A Reunião de António Alvarez.


A estação do metropolitano no Campo Grande encontrava-se apinhada de gente. Aquela hora matinal era normal ter um afluxo grande, mas com o atraso motivado “por problemas na Linha Amarela”, que aparecia no placard, o cais já começava a ter falta de espaço.
Álvaro olhou para o seu relógio Seiko e verificou que faltavam 20 minutos para a hora de entrada ao serviço.
- Merda para isto! – falou com os seus botões. – Logo hoje, car..., em que precisava de chegar a horas para a “bodega” da reunião com a chefia.
- Senhores passageiros, o tempo de espera poder ser mais prolongado que o habitual. Pedimos desculpa pela situação – soou uma voz feminina nos altifalantes da estação.
- É sempre a mesma coisa nestes últimos tempos – falou o seu vizinho do lado para o “ar”.
- Tem razão! – respondeu-lhe. – Isto agora tornou-se quase ritual. Quando não é na amarela, é na verde ou na vermelha... ou o “raio que os parta”.

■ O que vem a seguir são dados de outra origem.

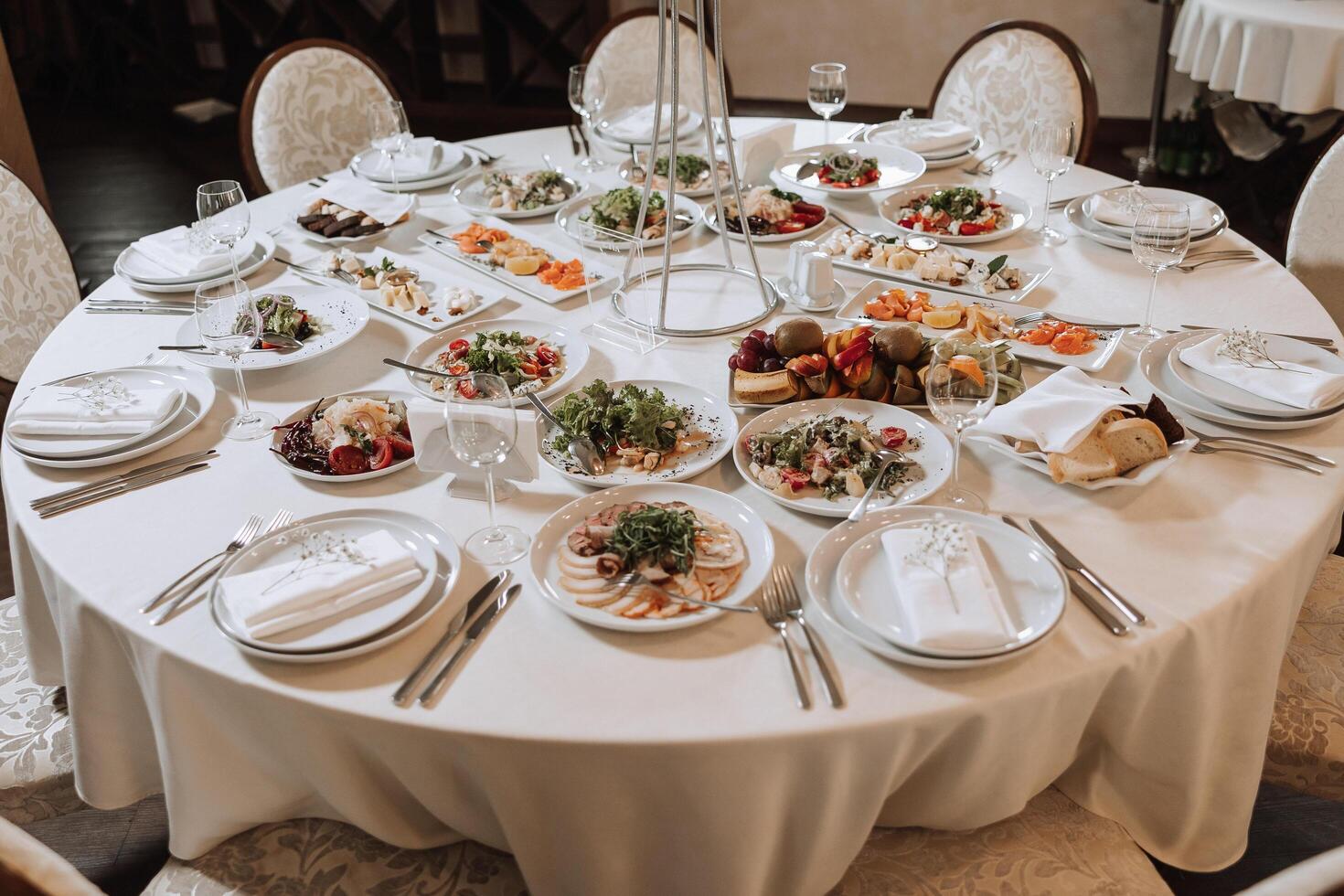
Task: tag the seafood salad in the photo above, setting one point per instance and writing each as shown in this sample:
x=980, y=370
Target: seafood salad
x=679, y=549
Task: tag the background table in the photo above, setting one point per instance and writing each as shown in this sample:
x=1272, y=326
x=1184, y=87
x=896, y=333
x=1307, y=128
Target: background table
x=677, y=763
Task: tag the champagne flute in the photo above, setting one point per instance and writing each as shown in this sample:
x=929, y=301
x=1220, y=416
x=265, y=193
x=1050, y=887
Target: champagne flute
x=222, y=208
x=827, y=91
x=1160, y=240
x=1051, y=148
x=963, y=383
x=390, y=133
x=230, y=323
x=588, y=96
x=481, y=429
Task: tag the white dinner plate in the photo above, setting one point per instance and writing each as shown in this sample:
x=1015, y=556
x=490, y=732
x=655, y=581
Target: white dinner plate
x=706, y=411
x=1237, y=400
x=469, y=194
x=323, y=477
x=824, y=598
x=574, y=351
x=932, y=458
x=1029, y=579
x=200, y=397
x=1017, y=208
x=543, y=558
x=339, y=317
x=446, y=570
x=73, y=446
x=897, y=166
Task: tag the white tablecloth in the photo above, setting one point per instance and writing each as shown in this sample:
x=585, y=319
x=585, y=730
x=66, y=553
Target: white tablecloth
x=614, y=763
x=1289, y=53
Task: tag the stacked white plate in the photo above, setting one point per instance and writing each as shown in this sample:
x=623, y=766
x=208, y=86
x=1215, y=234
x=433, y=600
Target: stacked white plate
x=849, y=584
x=1210, y=398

Tornou a olhar para o relógio e verificou que tinham passado quase 5 minutos.
- Agora já não vale a pena sair – pensou. – As filas para o autocarro já devem estar “estilo repartição de finanças”.

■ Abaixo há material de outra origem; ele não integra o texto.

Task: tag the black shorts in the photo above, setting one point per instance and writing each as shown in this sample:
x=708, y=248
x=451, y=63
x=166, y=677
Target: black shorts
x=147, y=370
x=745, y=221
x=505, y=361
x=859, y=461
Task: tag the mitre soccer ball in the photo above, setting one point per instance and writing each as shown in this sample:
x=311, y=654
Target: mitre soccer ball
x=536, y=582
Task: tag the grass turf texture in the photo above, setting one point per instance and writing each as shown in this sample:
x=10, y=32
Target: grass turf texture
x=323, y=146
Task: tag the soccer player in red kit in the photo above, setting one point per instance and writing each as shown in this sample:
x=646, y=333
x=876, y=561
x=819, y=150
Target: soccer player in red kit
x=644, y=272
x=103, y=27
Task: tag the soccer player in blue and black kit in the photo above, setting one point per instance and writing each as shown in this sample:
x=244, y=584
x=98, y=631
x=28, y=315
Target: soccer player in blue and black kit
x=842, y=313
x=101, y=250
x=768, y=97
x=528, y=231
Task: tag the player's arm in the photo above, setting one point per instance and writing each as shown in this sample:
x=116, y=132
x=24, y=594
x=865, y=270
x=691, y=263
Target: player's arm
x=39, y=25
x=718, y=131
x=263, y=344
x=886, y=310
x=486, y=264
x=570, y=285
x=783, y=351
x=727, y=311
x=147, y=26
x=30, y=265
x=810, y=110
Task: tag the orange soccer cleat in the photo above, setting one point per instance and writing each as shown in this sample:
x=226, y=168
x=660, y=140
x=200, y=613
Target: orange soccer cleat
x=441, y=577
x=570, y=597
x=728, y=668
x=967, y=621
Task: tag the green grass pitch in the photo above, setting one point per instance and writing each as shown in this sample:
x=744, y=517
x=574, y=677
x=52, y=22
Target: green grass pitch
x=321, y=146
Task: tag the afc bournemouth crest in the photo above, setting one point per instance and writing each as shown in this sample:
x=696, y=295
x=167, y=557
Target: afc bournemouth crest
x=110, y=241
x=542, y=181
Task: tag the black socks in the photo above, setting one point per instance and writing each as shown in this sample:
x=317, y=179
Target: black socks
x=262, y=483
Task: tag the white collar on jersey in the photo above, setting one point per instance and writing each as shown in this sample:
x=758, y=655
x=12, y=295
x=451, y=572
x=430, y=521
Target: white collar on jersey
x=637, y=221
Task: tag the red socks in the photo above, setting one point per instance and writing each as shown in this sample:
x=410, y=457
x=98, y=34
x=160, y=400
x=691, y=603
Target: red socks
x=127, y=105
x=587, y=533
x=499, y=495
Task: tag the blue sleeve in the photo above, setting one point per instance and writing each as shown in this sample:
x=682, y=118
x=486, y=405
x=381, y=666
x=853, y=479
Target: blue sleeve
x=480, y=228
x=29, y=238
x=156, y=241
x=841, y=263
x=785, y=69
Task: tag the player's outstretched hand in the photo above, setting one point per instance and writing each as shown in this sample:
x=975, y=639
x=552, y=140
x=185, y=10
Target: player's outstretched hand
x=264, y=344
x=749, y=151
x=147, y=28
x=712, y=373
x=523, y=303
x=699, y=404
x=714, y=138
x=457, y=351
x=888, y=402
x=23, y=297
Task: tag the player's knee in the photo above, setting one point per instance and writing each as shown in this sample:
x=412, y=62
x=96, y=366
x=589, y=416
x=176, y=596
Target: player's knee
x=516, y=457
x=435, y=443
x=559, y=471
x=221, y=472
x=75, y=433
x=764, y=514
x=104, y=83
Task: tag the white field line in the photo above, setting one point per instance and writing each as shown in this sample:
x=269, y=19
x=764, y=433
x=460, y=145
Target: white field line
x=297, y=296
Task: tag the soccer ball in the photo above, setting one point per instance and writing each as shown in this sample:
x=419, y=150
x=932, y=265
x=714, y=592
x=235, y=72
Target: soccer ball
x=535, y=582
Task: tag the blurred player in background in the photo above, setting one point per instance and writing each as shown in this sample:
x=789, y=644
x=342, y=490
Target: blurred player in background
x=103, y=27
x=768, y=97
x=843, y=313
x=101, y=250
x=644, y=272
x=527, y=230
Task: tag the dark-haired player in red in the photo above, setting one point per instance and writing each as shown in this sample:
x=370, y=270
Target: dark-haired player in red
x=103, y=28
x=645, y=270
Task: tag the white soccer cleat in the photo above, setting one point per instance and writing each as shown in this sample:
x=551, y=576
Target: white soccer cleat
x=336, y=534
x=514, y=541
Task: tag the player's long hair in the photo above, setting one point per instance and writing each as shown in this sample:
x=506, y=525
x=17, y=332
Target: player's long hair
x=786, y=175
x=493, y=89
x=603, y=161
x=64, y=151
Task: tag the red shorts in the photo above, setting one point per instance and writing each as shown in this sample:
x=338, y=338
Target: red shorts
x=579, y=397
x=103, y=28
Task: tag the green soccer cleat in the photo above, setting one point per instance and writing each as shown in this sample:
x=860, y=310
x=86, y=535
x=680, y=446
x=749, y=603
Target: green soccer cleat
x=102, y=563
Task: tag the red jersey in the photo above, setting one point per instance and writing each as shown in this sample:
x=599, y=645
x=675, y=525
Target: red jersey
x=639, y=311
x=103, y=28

Tirou o jornal debaixo do braço e tentou fixar a sua atenção num artigo qualquer que lhe pudesse não o fazer pensar no tempo.

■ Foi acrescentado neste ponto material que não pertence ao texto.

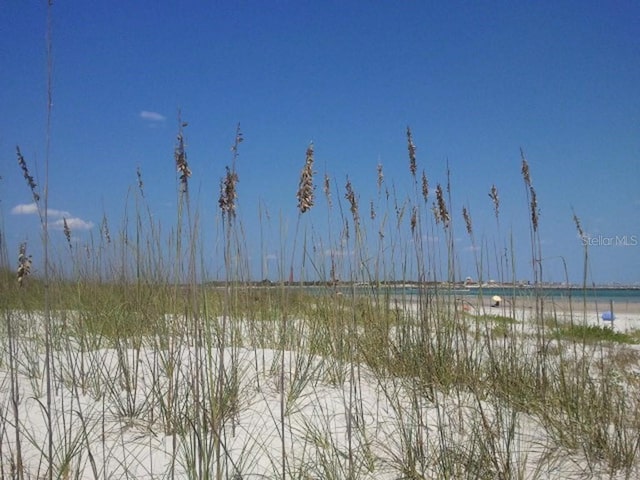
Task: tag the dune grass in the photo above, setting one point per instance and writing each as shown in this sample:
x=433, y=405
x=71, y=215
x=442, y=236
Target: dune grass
x=160, y=372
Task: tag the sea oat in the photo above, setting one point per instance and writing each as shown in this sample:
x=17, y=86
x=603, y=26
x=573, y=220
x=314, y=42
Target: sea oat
x=467, y=220
x=238, y=140
x=425, y=187
x=67, y=232
x=25, y=172
x=327, y=189
x=442, y=206
x=228, y=194
x=535, y=211
x=493, y=194
x=414, y=219
x=104, y=229
x=412, y=153
x=180, y=156
x=140, y=183
x=353, y=202
x=24, y=264
x=305, y=187
x=525, y=169
x=576, y=220
x=436, y=212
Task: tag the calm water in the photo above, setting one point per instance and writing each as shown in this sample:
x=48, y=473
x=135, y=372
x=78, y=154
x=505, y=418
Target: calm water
x=593, y=294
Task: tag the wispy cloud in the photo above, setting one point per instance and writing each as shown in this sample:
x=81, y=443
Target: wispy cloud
x=25, y=209
x=74, y=224
x=32, y=209
x=152, y=116
x=58, y=217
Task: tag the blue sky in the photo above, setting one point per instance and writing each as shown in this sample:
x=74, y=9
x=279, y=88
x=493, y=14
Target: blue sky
x=475, y=81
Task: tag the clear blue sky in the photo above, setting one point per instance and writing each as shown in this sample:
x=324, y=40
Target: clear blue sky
x=476, y=81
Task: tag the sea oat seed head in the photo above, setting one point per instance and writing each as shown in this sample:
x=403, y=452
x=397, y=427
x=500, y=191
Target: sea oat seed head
x=305, y=187
x=425, y=187
x=467, y=220
x=412, y=153
x=24, y=264
x=442, y=206
x=493, y=194
x=25, y=173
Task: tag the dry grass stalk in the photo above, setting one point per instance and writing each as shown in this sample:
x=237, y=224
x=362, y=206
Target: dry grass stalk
x=238, y=140
x=104, y=229
x=228, y=185
x=442, y=213
x=140, y=182
x=29, y=178
x=412, y=153
x=414, y=219
x=535, y=211
x=353, y=202
x=305, y=187
x=24, y=264
x=67, y=231
x=493, y=194
x=526, y=175
x=228, y=194
x=467, y=220
x=425, y=187
x=576, y=220
x=180, y=155
x=327, y=189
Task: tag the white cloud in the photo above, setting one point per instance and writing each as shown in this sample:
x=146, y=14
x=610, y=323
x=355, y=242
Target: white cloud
x=73, y=223
x=58, y=216
x=152, y=116
x=32, y=209
x=25, y=209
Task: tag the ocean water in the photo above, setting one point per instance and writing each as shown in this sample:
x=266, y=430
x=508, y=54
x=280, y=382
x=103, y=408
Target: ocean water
x=599, y=294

- Esses “filhos da p...” é que deviam andar de metro para saber como é – tornou o vizinho do lado ao olhar para a página do jornal onde aparecia o primeiro-ministro e alguns outros membros do governo. – Os gajos andam de “cu tremido” pago pelo “Zé Povinho”, querem lá saber da “malta”...
- É – respondeu Álvaro. – Mas alguém lá os pôs...  
Tornou a olhar para o relógio. – Fod...! Já não vou chegar a tempo – falou interiormente. – Porque é que eu fui beber a “bica”. Perdi o autocarro e mais tempo perdi...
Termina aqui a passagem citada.